複雑な表情をして拒否する龍麻に、京一は何か怒らせてしまったのかと少したじろいだ。
「じ、じゃあほら身体に生クリームを塗って…」
「どういう発想してんだよ」
「大丈夫、アイツなら喜ぶ!」
「俺が嫌なんだっつの」
運ばれてきたラーメンをすすりつつ、龍麻は軽く京一を小突いた。いてて、と大袈裟に頭を押さえる姿を見ていると、あの頃に戻ったような気にすらなる。
「ま、ちょっと安心したぜ」
「んー?」
「仲良くやってんだな、それなりに」
「……ま、ね」
仲良くねぇ?と思わなくも無いが、同じ時間を過ごしている事に慣れてきている。
些細な口論もする。
改めて考えてみると、可笑しな話だ。
「あ、ひーちゃんひーちゃん、コレなんかどうよ」
そう言いながら京一がごそごそと取り出したのは、錠剤の沢山入った瓶だった。どこがで見たような記憶もある。
「何これ?」
「エ○オスだッ」
「そういう事を訊いてるんじゃない!」
相変わらずの親友に龍麻が呆れながらそう言うと、京一は知らないなら好都合だとにやりと笑った。

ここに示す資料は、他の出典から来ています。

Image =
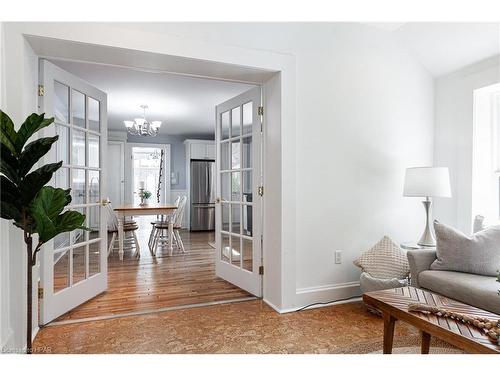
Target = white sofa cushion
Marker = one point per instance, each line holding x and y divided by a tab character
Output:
385	260
478	254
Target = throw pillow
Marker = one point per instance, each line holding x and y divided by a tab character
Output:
385	260
478	254
368	283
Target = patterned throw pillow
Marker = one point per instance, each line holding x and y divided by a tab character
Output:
385	260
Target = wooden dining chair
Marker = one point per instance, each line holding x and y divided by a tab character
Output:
162	220
129	233
161	229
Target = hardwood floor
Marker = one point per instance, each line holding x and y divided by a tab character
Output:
150	283
246	327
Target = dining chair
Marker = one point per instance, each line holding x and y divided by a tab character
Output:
129	233
161	229
163	219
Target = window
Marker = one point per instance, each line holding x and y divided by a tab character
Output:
486	153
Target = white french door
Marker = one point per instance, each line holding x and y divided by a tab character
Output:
239	205
74	264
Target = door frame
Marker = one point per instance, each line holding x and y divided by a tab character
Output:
122	168
129	167
101	44
249	280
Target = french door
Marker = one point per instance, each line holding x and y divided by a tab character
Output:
74	264
238	206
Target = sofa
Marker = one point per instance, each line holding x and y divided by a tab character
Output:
476	290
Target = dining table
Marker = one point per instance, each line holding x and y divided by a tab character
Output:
145	210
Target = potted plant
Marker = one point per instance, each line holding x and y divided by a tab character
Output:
33	207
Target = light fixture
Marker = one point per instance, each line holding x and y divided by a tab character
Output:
141	126
427	182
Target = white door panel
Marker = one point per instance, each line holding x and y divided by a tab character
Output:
74	265
239	205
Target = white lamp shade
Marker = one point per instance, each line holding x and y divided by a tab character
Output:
427	182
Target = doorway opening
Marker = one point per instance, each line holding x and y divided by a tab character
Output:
170	168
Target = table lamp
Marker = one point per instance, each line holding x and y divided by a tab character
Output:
427	182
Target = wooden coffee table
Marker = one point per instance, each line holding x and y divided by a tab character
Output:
394	306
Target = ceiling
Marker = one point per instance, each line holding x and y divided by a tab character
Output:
443	47
185	105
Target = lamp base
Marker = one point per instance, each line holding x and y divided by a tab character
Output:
428	239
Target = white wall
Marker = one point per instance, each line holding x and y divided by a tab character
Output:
453	137
364	114
19	86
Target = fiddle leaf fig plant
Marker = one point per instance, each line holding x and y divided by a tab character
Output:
33	207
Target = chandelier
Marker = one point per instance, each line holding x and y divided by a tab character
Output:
141	126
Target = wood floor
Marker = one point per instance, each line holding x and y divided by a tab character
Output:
162	281
246	327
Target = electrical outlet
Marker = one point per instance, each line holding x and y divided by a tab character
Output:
338	257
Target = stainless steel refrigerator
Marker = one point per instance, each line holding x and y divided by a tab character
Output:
202	195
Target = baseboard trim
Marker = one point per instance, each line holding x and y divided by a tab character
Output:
347	292
7	342
277	309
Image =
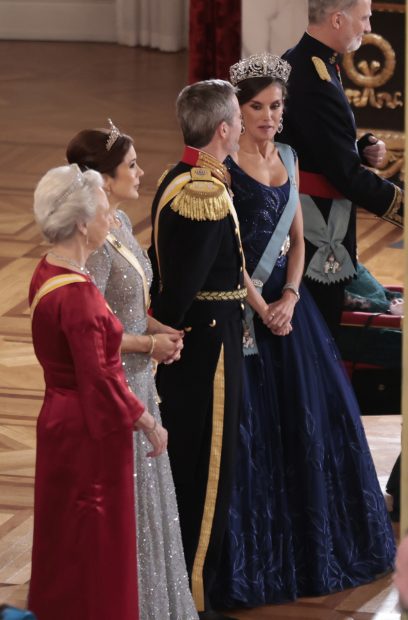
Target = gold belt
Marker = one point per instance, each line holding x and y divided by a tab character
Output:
237	294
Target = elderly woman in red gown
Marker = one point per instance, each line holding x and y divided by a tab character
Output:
84	564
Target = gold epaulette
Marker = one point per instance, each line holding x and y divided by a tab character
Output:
164	174
202	200
394	213
321	68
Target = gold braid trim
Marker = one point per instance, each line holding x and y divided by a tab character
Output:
238	294
202	200
393	214
214	468
321	68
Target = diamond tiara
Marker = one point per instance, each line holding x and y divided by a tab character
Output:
260	65
114	134
77	182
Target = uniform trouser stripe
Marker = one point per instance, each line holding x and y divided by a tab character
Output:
197	583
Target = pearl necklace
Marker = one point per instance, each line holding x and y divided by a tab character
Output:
69	261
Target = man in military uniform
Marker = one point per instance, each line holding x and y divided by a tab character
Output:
197	256
319	124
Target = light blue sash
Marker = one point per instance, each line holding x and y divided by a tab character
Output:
268	259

「ひーちゃんいいか良く聞いてくれ、コレは一見食欲不振や胃弱、食べすぎ飲みすぎ胸焼け胃もたれ二日酔い等の栄養補給に、なんて物なんだが」
「いや、俺も翡翠も別にそういうので困ってはいないけど」
「いやまだ続きがあるんだって、いいか?……増えるんだよ」
「何が」
一体コイツは何を言ってるんだと龍麻が呆れて眉を顰めると、京一はいいから耳を貸せ、と指を動かす。龍麻が近付くと、ひそひそと話し始めた。
「増えるって何が」
「だからな……増えるんだよ。俺等にとって重要な……」
「はぁ?」
素っ頓狂な声をあげた龍麻の口を慌てて塞ぎ、京一は周囲を見渡すともう一度にやりと笑った。
龍麻と言えば、呆れてものが言えないとでも言うようにぽかんと口をあけている。
「で、更に暫く自己処理は我慢してからヤるとコレがまた最高なんだッ」
「いやいやいや、待って、どうしろって言うんだよ」
「そりゃあ……誕生日に備えて飲ますか、飲むかだろー」
「……それまで自分でも実際にでもやるなって事か」
「ああ、燃える一夜の為にッ」
親指を立てていい笑顔をしている京一が、あまりにも眩しかった。龍麻はがっくりと肩を落とした後、テーブルに大仰に突っ伏している。
「お前に相談したのが間違ってた……」
「な、何でだよひーちゃん、そんなに我慢するのが嫌だったのか?」
「違う!」
「じゃあ何が間違ってるんだ、アイツも喜ぶ!ひーちゃんも悦ぶ!」
「京一頼むからもう黙って……」
京一字が違う、とはもう突っ込めなかった。